1995 Chateau de Pena Cotes du Roussillon Villages ($7). This full-bodied, lush wine shows impressive complexity and depth for one so inexpensive. It displays admirable flavors of black raspberry, herbs and coffee now, but in another two years it might show even better.
1994 Mas Champart Coteaux du Languedoc $9). This chunky wine offers lots of blackberry fruit, seasoned with herbs. Nothing complex here, just a fine belly-warming red.
1995 Les Jamelles Cabernet Sauvignon, VDP d'Oc ($9). A fine medium-bodied cabernet, ready to drink, with expansive black currant fruit and hints of chocolate, herbs and coffee.
1995 L'Orval Syrah, VDP d'Oc ($8). There's plenty of lush, ripe black raspberry fruit in this reasonably priced wine made from the classic red grape of the Rhone Valley. It's nothing complicated, just a mouthful of flavor.
1994 Val d'Orbieu Reserve St. Martin Syrah, VDP d'Oc ($8). This soft, fruity, earthy red doesn't have quite the Rhone-like character of the Orval, but it's still a good basic red to keep around the house.
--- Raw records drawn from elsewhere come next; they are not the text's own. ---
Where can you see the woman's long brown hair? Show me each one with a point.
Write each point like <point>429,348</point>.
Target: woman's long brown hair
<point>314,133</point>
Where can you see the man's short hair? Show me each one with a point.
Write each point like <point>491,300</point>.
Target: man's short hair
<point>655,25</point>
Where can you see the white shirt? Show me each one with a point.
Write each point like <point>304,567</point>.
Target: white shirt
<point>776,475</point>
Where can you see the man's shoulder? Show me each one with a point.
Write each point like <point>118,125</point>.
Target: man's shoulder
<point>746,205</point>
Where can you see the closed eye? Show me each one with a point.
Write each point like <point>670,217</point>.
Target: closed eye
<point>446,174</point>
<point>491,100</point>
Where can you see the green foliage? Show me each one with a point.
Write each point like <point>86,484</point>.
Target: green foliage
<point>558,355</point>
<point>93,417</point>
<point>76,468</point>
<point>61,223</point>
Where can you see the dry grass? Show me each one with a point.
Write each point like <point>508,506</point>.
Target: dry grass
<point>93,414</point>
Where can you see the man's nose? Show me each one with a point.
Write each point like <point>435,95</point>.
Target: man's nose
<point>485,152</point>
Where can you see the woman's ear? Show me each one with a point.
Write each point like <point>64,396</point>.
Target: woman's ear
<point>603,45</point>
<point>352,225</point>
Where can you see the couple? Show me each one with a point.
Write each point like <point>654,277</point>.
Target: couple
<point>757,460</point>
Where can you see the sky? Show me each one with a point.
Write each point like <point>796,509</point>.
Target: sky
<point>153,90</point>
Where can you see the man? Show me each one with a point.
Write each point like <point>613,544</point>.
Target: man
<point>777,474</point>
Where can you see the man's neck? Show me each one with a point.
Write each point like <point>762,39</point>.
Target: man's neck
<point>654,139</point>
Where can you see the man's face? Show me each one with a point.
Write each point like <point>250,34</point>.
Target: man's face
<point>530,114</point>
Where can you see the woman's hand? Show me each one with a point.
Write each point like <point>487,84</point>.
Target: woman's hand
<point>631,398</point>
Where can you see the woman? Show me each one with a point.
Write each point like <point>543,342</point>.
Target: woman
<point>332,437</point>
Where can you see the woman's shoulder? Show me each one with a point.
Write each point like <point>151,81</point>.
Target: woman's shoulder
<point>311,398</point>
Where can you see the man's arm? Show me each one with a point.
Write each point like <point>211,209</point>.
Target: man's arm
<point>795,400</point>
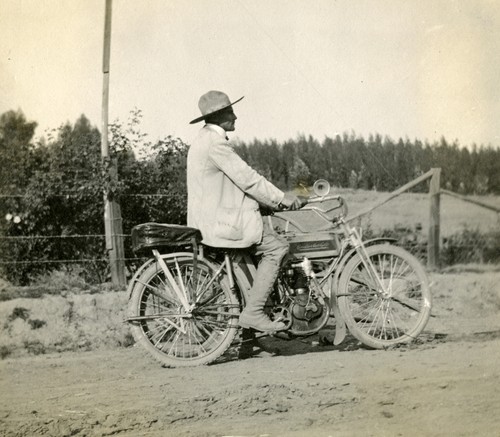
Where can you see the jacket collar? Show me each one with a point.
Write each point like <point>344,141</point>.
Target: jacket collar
<point>216,129</point>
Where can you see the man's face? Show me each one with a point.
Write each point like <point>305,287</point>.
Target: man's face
<point>227,119</point>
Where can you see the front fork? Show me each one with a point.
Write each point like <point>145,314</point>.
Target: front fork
<point>357,243</point>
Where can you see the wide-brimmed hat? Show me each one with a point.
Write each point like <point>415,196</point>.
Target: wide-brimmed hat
<point>212,102</point>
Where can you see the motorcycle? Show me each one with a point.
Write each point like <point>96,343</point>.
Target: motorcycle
<point>185,300</point>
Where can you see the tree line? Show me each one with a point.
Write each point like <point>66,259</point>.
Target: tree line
<point>54,186</point>
<point>375,163</point>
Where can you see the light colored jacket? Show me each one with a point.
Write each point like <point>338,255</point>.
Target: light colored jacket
<point>224,193</point>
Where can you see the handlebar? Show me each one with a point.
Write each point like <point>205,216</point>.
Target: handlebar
<point>341,204</point>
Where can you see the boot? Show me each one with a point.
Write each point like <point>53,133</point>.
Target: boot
<point>254,317</point>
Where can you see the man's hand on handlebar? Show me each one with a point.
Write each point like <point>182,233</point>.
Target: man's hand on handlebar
<point>292,203</point>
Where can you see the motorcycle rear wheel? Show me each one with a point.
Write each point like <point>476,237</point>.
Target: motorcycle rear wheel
<point>396,312</point>
<point>172,335</point>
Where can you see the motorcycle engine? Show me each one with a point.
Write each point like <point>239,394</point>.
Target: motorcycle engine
<point>307,313</point>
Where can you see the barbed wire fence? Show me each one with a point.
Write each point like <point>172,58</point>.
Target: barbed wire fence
<point>471,245</point>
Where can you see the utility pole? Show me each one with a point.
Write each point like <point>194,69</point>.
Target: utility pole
<point>433,244</point>
<point>112,212</point>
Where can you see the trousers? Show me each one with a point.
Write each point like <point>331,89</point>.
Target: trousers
<point>272,249</point>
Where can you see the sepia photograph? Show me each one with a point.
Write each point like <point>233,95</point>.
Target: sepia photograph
<point>249,218</point>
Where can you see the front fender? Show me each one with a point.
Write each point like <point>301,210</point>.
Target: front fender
<point>351,253</point>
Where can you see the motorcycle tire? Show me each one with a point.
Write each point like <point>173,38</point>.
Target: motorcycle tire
<point>391,310</point>
<point>172,335</point>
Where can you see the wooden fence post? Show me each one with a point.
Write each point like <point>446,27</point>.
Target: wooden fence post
<point>434,231</point>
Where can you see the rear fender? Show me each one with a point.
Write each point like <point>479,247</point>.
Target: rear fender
<point>146,265</point>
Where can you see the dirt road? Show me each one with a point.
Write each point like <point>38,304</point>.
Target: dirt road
<point>447,384</point>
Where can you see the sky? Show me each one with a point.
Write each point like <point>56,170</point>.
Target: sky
<point>417,69</point>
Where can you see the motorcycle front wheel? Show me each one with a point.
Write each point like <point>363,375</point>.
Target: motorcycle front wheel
<point>385,298</point>
<point>160,322</point>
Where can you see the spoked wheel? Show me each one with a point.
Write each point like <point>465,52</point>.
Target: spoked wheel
<point>387,300</point>
<point>186,318</point>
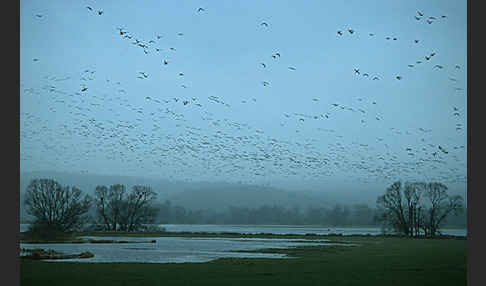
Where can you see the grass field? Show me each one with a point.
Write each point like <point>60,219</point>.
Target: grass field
<point>376,261</point>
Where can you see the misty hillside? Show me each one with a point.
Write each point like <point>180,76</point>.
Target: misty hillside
<point>191,195</point>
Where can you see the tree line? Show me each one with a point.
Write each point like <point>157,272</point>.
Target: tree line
<point>410,208</point>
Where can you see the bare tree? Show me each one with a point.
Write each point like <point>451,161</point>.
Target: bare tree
<point>109,203</point>
<point>56,207</point>
<point>118,210</point>
<point>440,206</point>
<point>137,208</point>
<point>403,210</point>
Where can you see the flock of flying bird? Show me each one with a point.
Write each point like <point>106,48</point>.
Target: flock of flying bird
<point>213,149</point>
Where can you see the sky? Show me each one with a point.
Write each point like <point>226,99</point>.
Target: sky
<point>263,92</point>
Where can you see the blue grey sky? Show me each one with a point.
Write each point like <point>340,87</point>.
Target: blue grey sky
<point>85,106</point>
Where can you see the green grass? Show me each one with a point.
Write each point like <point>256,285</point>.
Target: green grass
<point>376,261</point>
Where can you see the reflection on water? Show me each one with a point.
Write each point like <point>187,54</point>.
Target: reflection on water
<point>279,229</point>
<point>172,249</point>
<point>287,229</point>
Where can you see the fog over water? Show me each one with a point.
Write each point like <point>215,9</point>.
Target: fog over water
<point>247,92</point>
1995 Domaine de L'Ancien Courrier Corbieres ($9). A fine, hearty red with nuances of blueberry to match the chunky blackberry fruit.
1994 Domaine de la Presidente Syrah, VDP d'Oc ($7.29). This unfiltered wine displays super-ripe, plummy, almost port-like flavors. One could complain that it's a little over the top, but if you value flavor more than finesse, this is your wine. It's bound to be controversial.
1993 Mas des Chimeres, Coteaux du Languedoc non-Filtre ($9). This rich, full, in-your-face red certainly hasn't had any flavor strained out. It's a bit tannic for its price class, but nobody can complain that it lacks concentration or meaty flavors.